Nobody disputes that spending on research and development of marketable high-efficiency lighting or heating systems is important in the quest to increase energy efficiency on a broad scale. Why isn’t there similar unanimity about the need to invest in programs that change behavior within the energy system? You know, turning off lights and turning down thermostats. The low-tech stuff.

A new report called “Behavior and Energy Policy” makes a pretty strong case that the science of  behavioral economics should enjoy a stature similar to that of the so-called hard sciences that produce useful technological innovations. (There’s a great post about the report by David Roberts over at Grist.)

In the report, economists Hunt Allcott of MIT and Sendhil Mullainathan of Harvard argue for increased emphasis on behavior change for a couple of main reasons. First, people aren’t rational; the knowledge that programming the thermostat will save them $50 a month–a very rational choice–often isn’t enough to make it happen. Second, using behavior change to save energy looks to a serious economic winner.

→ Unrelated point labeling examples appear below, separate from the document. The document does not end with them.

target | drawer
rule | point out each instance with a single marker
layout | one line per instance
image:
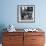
(13, 33)
(37, 39)
(33, 33)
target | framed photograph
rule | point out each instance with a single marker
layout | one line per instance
(26, 13)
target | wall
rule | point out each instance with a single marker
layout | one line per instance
(8, 13)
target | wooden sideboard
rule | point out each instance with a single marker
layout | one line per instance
(23, 39)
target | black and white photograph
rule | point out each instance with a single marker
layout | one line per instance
(26, 13)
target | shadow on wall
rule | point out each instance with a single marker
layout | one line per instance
(2, 26)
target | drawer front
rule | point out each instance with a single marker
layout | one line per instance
(13, 33)
(37, 39)
(27, 41)
(33, 33)
(11, 39)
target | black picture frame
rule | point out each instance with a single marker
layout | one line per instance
(26, 13)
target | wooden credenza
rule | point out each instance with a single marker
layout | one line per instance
(23, 39)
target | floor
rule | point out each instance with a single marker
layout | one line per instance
(1, 44)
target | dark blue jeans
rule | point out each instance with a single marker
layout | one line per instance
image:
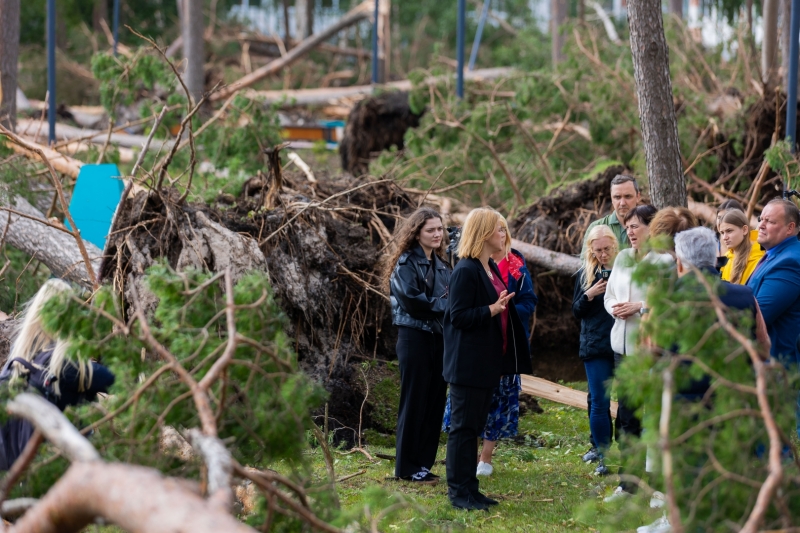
(598, 373)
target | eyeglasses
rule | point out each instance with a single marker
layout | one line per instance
(605, 251)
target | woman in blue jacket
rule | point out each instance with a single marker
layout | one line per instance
(418, 280)
(503, 419)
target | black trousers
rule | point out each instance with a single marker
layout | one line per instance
(469, 407)
(423, 393)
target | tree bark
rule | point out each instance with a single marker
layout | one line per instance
(676, 8)
(769, 45)
(558, 16)
(192, 30)
(656, 108)
(9, 56)
(56, 249)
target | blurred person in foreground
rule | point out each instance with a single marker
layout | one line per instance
(625, 195)
(483, 340)
(742, 254)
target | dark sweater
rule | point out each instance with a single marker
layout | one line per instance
(596, 323)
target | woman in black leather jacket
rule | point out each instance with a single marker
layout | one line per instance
(418, 280)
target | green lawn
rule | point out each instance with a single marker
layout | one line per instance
(539, 485)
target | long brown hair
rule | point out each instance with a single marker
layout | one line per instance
(742, 252)
(406, 238)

Roberts, in the Grist post, uses the example of utility bills that compare an individual’s energy consumption with that of neighbors–efficient and plain average. He notes that this nearly-no-cost investment by the utility prompts energy savings of nearly 2 percent. It turns out that the rational argument about saving money isn’t as effective for many as the notion that they might be falling behind the Joneses down the street.

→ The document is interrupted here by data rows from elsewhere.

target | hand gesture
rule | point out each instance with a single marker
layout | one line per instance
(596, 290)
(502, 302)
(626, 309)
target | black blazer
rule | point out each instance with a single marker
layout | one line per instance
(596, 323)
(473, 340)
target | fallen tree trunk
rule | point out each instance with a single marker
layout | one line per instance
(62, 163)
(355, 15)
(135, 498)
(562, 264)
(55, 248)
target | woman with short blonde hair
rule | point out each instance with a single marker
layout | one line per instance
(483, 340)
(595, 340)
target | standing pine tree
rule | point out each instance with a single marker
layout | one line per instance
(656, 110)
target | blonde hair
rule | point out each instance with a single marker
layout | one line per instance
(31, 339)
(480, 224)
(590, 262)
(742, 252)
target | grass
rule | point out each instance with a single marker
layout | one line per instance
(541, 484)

Using the language of climate change, Roberts also highlights the authors’ economic argument:

Start with the most basic test: how much does it cost for a given climate solution to eliminate (abate) a metric ton of CO2 emissions? With plug-in hybrid vehicles, that ton costs around $12. With wind power, it’s $20. With carbon capture and storage at coal-fired power plants, it’s $44.

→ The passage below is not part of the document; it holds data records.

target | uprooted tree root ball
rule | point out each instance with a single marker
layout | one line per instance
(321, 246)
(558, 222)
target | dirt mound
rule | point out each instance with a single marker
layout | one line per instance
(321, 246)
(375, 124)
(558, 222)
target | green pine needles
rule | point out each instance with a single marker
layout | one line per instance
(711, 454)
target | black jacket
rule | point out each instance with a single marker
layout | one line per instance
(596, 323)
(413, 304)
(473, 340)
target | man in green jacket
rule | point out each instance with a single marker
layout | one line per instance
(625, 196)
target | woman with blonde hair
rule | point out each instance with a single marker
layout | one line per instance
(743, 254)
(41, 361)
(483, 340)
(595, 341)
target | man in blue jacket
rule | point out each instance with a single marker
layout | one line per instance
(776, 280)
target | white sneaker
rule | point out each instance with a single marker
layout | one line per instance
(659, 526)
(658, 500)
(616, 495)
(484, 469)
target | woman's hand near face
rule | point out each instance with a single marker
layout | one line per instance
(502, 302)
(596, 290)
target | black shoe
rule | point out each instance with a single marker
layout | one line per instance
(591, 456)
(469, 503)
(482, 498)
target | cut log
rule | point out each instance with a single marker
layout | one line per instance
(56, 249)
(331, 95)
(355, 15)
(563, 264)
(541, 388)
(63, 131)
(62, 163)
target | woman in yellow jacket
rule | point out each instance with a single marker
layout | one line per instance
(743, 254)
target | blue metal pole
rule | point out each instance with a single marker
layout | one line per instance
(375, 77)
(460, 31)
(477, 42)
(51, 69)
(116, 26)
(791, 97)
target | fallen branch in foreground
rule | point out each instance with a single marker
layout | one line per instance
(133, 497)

How much does that same ton of CO2 abatement cost using these behavioral programs? -$165. No, that’s not a typo. It’s a negative sign. As in: $165 worth of profit per ton of carbon pollution reduced. If similar programs were expanded nationwide, Allcott and Mullainathan estimate a net value — savings minus costs — of $2,220,000,000 a year. Of course much research and testing remains to be done before it’s clear whether these programs perform equally well at scale, but as a first approximation, that’s not too shabby.

Incidentally, we here at Efficiency Works! make the case for many of these behavioral motivations in our “Solving the Energy Efficiency Puzzle: Achieving Bigger Savings in the Pacific Northwest.”